A lifetime gift to an individual that is exempt from IHT if the donor survives seven years; otherwise, it becomes chargeable on death.
57
What is a Lifetime Chargeable Transfer (LCT)?
A transfer into a trust (post-22 March 2006) that is immediately chargeable to IHT at 20% on value exceeding the nil-rate band.
58
What is the nil-rate band (NRB) for IHT in 2024/25?
£325,000 at 0%; any value above is taxed at 40% on death or 20% on LCTs.
59
What is the Residence Nil-Rate Band (RNRB)?
An additional £175,000 IHT allowance for assets passed to direct descendants, subject to taper and availability conditions.
60
How does ‘cumulative total’ affect IHT?
Sum of all chargeable transfers in the previous seven years reduces the available NRB for the current transfer.
61
What is Business Property Relief (BPR) for IHT?

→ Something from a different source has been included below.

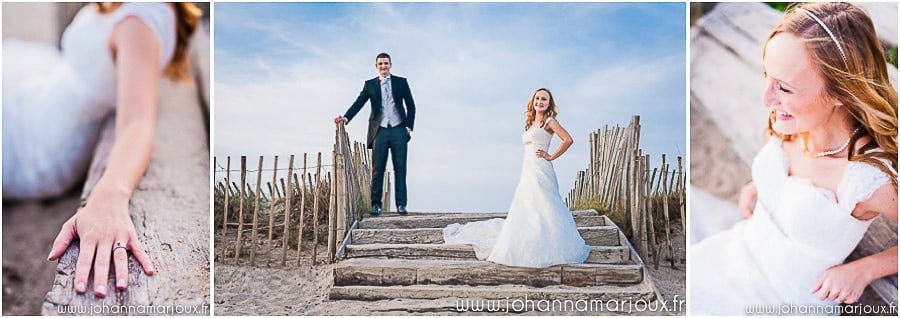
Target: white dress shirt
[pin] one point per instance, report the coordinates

A relief that reduces the taxable value of qualifying business assets by 100% (or 50% for certain quoted shares and land & buildings) if owned for at least two years.
62
Which assets qualify for 100% BPR?
A business or interest in a business, shares in an unquoted company, and certain business-related land/tools/machinery.
63
Which assets qualify for 50% BPR?
Shares in a quoted company (if the shareholder has control) and land or buildings used in a business.
64
How is IHT calculated on death?
Value the estate at open-market value (Step 3), deduct debts/expenses (Step 4), apply reliefs (Step 5), apply RNRB (Step 6), then apply NRB and charge 40% on the remainder (Step 7).
65
How is IHT calculated on a failed PET or LCT?
Calculate cumulative total (Step A), identify value transferred (Step B), apply exemptions/reliefs (Step C), apply NRB and charge 20% (Step D), apply taper relief (Step E), credit tax paid (Step F).